My thoughts after using Clojure for about a month

Functional vs OOP and Clojure’s Design

  • Several commenters start from an OOP background and find the functional paradigm initially uncomfortable but increasingly compelling for large systems.
  • Clojure is seen as offering “OOP à la carte” via maps/records, protocols, multimethods, and schemas, though some feel this is ad‑hoc compared to traditional class hierarchies.
  • Others argue that good OOP and FP converge in practice, and that pervasive immutability plus simple data transforms make large-scale design and refactoring easier.

Syntax, Parentheses, and Editing Experience

  • Opinions on Clojure’s syntax are mixed: some call it “parenthetical hell,” others say vectors/sets/maps and minimal core syntax are a net improvement over other Lisps.
  • Structural editing tools (paredit, parinfer, Emacs sexp navigation, Ki editor, indentation-based movement) are repeatedly cited as essential for managing brackets and making refactoring pleasant.
  • There is debate over specific syntactic choices (e.g., let bindings in vectors, differing traversal of list vs vector in other Lisps).

Runtime, Concurrency, and “Syntax vs Runtime”

  • A major thread argues that runtime properties (green threads, actors, STM, immutability) matter more than syntax for real-world systems.
  • Some strongly prefer Erlang/Elixir or Go runtimes for massive numbers of lightweight actors and share‑nothing designs.
  • Others counter that the JVM is one of the most advanced runtimes, now with virtual threads, strong concurrency, and libraries like Akka; claims that it “lags” are called outdated.
  • STM and actors on the JVM are acknowledged but seen as less idiomatic or less widely used than BEAM’s built‑in model.

LLMs, Clojure, and the REPL

  • Benchmarks show raw LLMs have lower one‑shot “success rates” in Clojure (syntax, parens, evaluation order), but when hooked to a Clojure REPL they can iteratively test code and become much more effective.
  • REPL‑driven development is framed as a superpower, both for humans and LLM agents, enabling incremental exploration, debugging, and library discovery.

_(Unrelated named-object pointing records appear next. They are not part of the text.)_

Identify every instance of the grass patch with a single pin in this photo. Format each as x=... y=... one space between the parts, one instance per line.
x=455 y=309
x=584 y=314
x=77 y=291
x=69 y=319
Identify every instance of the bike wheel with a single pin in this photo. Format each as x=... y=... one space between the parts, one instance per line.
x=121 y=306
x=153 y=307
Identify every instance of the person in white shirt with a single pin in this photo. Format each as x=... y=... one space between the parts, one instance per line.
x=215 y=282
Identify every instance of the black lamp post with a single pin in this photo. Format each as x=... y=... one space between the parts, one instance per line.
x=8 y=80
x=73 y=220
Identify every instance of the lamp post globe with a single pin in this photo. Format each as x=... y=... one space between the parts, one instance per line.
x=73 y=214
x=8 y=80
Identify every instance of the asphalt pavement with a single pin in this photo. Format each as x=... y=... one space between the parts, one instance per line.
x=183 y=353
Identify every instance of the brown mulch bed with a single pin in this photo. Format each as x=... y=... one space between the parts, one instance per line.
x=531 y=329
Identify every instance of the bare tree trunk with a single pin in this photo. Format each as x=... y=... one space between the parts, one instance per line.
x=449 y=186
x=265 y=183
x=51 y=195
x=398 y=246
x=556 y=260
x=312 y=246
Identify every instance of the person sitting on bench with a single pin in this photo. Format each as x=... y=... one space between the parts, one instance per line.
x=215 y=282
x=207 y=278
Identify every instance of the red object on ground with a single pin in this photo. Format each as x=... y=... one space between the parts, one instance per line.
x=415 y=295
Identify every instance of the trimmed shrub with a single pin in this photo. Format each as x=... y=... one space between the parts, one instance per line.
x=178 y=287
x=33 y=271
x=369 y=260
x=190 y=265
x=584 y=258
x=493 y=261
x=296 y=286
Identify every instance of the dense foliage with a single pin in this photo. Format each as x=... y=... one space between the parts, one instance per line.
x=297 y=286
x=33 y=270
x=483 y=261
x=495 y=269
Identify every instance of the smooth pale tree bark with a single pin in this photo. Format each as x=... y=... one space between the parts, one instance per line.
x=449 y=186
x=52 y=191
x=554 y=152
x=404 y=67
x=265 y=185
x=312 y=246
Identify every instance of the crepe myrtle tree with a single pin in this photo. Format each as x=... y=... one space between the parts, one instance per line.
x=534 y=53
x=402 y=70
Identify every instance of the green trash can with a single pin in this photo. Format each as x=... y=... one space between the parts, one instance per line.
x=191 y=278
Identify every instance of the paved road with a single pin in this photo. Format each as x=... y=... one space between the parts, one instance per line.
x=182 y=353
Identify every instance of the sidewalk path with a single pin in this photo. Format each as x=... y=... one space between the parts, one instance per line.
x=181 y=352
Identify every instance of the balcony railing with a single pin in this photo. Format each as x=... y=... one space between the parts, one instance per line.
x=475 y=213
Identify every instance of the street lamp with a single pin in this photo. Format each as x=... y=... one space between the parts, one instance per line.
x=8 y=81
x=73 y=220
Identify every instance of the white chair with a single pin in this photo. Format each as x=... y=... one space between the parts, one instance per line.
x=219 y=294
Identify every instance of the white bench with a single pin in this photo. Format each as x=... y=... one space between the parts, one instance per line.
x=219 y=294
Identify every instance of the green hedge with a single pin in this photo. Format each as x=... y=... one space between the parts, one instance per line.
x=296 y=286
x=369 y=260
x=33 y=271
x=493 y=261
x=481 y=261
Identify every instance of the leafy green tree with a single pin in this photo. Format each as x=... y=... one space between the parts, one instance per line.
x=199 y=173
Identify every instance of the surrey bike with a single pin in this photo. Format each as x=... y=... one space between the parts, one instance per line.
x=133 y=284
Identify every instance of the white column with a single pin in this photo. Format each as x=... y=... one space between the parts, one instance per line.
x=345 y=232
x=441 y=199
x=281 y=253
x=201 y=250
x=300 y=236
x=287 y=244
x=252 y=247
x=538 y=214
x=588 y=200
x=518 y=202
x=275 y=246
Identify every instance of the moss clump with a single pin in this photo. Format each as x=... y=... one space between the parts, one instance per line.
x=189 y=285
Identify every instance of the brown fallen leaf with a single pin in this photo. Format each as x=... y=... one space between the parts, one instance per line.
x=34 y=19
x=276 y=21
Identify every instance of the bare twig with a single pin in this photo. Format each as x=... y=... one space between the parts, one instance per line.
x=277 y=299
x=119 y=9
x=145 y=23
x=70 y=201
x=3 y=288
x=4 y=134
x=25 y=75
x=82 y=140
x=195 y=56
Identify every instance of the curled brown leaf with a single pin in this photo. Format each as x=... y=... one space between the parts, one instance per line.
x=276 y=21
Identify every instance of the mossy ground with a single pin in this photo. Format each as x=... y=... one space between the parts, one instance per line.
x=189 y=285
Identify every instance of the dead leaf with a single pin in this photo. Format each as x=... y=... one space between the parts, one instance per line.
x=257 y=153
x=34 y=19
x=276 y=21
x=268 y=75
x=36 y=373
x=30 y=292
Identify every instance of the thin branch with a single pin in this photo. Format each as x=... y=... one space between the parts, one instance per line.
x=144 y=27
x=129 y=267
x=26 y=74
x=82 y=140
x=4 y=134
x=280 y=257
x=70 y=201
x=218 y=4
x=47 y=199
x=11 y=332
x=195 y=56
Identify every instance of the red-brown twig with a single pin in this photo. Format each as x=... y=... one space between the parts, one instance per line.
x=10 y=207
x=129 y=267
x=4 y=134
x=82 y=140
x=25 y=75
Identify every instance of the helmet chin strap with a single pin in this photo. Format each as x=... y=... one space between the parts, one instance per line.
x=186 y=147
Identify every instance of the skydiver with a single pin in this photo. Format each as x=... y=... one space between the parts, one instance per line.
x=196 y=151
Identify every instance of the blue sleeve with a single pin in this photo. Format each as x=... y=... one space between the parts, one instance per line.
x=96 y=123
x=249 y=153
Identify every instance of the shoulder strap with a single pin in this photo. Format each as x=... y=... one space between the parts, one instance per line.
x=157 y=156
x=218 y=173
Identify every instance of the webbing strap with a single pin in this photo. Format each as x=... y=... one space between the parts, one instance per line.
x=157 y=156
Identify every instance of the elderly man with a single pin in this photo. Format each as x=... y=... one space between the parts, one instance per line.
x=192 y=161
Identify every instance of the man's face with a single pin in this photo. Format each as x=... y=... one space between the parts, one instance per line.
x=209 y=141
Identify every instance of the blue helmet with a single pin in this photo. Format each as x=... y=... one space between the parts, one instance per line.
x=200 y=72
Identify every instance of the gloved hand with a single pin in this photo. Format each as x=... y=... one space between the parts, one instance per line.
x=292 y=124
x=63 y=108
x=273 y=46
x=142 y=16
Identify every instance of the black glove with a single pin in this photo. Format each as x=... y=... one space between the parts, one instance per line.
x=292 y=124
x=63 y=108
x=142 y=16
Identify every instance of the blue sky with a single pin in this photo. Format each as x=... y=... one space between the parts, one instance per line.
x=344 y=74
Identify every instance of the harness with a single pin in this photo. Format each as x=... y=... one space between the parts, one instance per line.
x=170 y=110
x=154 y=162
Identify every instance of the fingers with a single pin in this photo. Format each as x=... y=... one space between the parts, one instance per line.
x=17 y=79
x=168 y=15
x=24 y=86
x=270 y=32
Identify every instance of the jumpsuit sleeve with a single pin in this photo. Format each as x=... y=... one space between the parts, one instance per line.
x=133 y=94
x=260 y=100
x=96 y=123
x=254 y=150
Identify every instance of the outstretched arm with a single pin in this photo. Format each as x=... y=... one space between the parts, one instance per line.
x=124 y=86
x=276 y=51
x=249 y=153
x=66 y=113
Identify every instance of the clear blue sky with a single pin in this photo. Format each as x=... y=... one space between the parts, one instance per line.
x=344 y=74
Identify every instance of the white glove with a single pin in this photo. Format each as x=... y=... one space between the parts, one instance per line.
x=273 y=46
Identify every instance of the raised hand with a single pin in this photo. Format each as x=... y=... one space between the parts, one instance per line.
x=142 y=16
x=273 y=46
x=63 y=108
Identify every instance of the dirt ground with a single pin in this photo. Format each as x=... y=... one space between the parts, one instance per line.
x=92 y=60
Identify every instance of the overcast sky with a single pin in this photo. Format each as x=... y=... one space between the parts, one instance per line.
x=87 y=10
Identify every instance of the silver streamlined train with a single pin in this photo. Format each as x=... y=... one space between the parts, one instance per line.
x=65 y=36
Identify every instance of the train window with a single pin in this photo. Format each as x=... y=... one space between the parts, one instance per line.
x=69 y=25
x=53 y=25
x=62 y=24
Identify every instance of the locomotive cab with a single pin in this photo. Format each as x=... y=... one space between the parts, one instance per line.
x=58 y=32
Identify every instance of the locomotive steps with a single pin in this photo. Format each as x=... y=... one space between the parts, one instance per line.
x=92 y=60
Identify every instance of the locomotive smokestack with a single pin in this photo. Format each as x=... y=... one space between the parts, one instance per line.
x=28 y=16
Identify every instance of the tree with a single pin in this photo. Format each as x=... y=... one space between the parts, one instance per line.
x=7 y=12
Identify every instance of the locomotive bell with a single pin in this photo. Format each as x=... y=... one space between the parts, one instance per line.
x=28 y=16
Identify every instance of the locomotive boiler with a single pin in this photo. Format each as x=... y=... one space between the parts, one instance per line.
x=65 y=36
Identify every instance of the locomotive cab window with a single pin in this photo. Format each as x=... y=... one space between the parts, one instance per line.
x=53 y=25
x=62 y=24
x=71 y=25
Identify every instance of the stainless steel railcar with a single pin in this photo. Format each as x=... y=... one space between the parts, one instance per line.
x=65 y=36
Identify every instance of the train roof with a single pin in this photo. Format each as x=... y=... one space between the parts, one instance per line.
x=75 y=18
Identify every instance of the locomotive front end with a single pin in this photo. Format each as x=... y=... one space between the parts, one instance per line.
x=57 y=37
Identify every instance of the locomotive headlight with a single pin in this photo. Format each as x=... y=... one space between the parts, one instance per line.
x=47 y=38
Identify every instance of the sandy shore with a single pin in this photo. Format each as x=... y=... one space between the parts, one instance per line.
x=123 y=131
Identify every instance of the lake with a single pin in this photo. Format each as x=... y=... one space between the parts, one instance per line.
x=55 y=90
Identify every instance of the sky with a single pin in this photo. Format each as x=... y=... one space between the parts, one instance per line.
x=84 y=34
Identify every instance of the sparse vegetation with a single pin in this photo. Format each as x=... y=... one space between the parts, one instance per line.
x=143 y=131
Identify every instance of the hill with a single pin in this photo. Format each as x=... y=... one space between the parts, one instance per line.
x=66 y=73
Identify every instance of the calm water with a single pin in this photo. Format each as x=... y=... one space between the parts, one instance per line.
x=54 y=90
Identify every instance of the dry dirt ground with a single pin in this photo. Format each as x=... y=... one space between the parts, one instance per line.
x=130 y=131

Typing, Specs, and Reliability

  • Some commenters struggle with dynamic typing, reporting subtle runtime bugs and missing compile‑time guarantees they get from typed FP languages.
  • Others defend Clojure’s intentional dynamism and suggest leaning on the REPL plus schemas/spec (e.g., Malli, spec, Typed Clojure in research/limited use) for partial static checks and data validation.
  • One strong view claims dynamic typing is always a mistake; others disagree and emphasize trade‑offs and productivity.

Portability and Ecosystem

  • Clojure is highlighted as a hosted language with many dialects (JVM, JS, CLR, Dart, babashka, C++, Python-hosted, etc.).
  • A shared clojure.core test suite is being used to measure and improve cross‑dialect compatibility.
  • This portability is presented as a major advantage: much “pure” Clojure code can run unchanged across runtimes.

Jobs, Popularity, and Economics

  • Some note there are relatively few Clojure job postings and see that as lack of market appeal.
  • Others respond that Clojure roles often pay above average and signal non‑commodity hiring; popularity and number of jobs do not directly track technical merit.
  • Discussion distinguishes “synergy” and politics (e.g., Python, JS, C#, PHP adoption) from language quality.

Static Site Generators and Lispy Toys

  • Multiple commenters mention writing their own static site generators in Clojure or other Lisps as a rite of passage.
  • Homegrown SSGs are fun and easy to extend with macros/templating, but fall short of mature tools for optimization, CSS handling, SSR, and Node ecosystem integration; many eventually migrate to mainstream SSGs.